Tonight was the second of six sessions in the UCSF Mini-Med School on health care system reform. I missed the first thirty minutes, as I was traveling back from the Librarians Association of the University of California (LAUC) Spring Assembly in Palm Desert, CA. I can't get enough of this blogging stuff, so I blogged the second assembly in a row. I even tweeted at this assembly, albeit infrequently.
I wish I had been there for the entire talk, but what I heard was worthwhile. At tonight's lecture Dr. Thomas Bodenheimer spoke about ways to contain health care costs. He was very good about engaging the expertise of the audience (one man in the crowd works for the VA and is very informed about the issues under discussion, or at least he has been the first two weeks) and admitting when he wasn't sure about something.
His ideas are likely to be familiar to health care observers:
- Reduce administrative costs [Canada's are lower]
- Reduce costs in high cost areas [There is wide variation in cost of care throughout the US, with no appreciable effect on health outcomes]
- Here Dr. Bodenheimer introduced Roemer's Law, which is that an empty hospital bed will soon be filled. Supply creates its own demand in health care, just like a juggernaut and with no real relation to quality or need.
- Stop performing care that does more harm than good [Perhaps as much as 54% of angioplasties are unnecessary, according to this 1997 article]
- Most controversially--Pay primary care physicians more, specialists less. Dr. Bodenheimer, a primary care physician, argued effectively that better primary care would lead to less costly specialist referrals and an overall improvement in health. Former Senator Tom Daschle, who would now be Health and Human Services Secretary were it not for those pesky back taxes he owed, agrees with this. And so does President Obama.
- Background: Only 7& of new MDs become primary care physicians (or a similarly low number), because specialties like cardiology or oncology pay much better. Dr. Bodenheimer feels that the primary care physician should be a first line of defense, with specialists playing a critical but less central role. I'd extend this further, saying a more robust public health system would go very far to improve health care.
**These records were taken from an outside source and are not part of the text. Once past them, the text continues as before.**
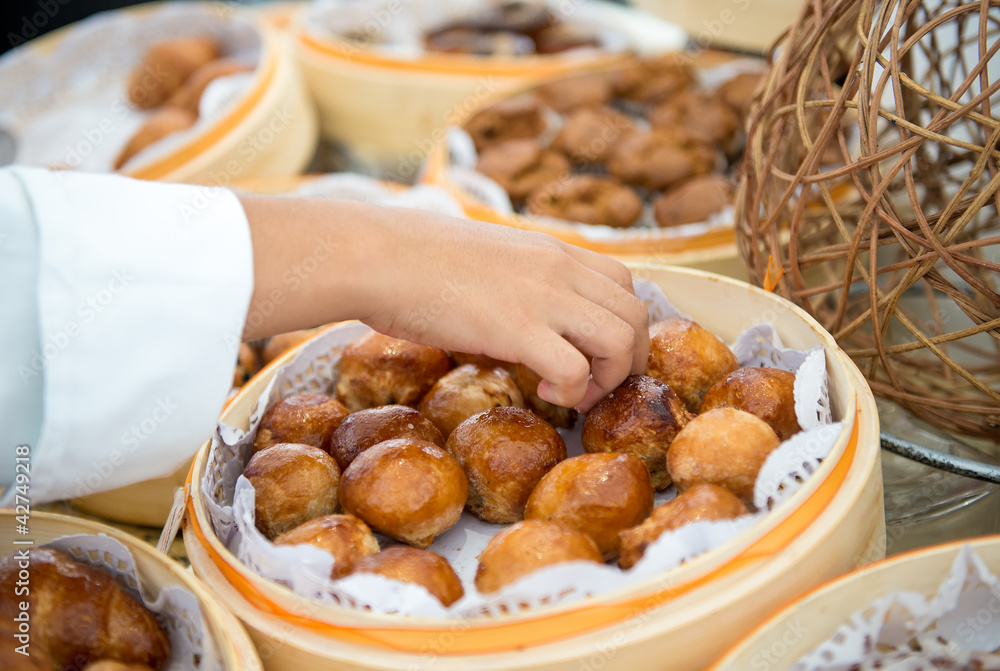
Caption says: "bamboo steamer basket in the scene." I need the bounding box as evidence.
[0,2,319,186]
[184,266,885,671]
[288,0,686,171]
[710,536,1000,671]
[0,508,263,671]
I almost left when the closing Q and A began, but I'm glad I stayed. In response to one question Dr. Bodenheimer lamented the fact that the medical education system, of which UCSF is "part and parcel," shuffles so many promising physicians towards lucrative specialties and away from more socially beneficial primary care. He blamed this on the heavy role of NIH dollars in health sciences education; the NIH funds research into new treatments and therapies, which by definition assumes specialization. And thus the old-fashioned skills of taking medical histories and learning the holistic needs of a patient suffer.
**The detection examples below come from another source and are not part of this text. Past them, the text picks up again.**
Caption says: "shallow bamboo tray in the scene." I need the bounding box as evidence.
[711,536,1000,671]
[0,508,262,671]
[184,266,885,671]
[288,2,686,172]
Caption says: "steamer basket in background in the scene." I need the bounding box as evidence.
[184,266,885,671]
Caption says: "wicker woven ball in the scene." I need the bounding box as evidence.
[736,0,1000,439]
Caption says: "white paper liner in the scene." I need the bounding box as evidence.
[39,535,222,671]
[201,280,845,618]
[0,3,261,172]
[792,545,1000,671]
This made me think about the open access debate in a different way. A crux of the case for open access is that taxpayers have the right to read the articles they paid for. This is still true, but what if what the NIH funds is flawed? The entire biomedical research enterprise in the US needs some rethinking, if what Dr. Bodenheimer says is true. And if so that's a more pressing concern than maximizing access to research articles, although that will always be important too.